There was a point where the faculty’s artwork fell short. Professor of fine art Jordon Acker Anderson’s “In the Beginning: Rib Covenant” captured attention but lacked in the composition. Evidence of this lack of composition was seen with the flowers, rib and portrait. While the outlined, blurry face invited introspection, the surrounding environment seemed generic at best. The flowers lack dimension in comparison to the portrait.
Art therapy professor Chris Belkofer’s “Untitled,” although a striking vision using bright orange, seems too basic; however, the complimentary gray and orange colors are pleasing to the eye.
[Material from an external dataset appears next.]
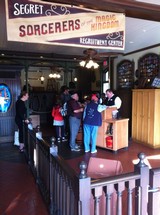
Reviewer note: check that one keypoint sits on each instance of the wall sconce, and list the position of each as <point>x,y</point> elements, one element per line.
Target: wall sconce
<point>89,64</point>
<point>54,75</point>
Other noticeable pieces worth mentioning are fine arts Professor Brad Anthony Bernard’s mixed media and mixed colors canvases. Pay careful
attention to each inch of canvas. They are portraits surrounded by a collage and map motif, which makes a continuous pattern for his pieces, symbolic of life’s journey.
Bernard based his paintings on stories about people he met in his travels in Mississippi. His patterning is striking. The faces of the subjects show the reality of their lives. In a self-assured way, Bernard describes these pieces as “portrimentaries,” or portraits documenting symbols, stories, maps, and information about the individuals depicted.
When asked what he wishes visitors to get out of his artwork, Bernard said, “To be curious about the individual or the place they’re from. I’d rather the viewer take what they can from it.”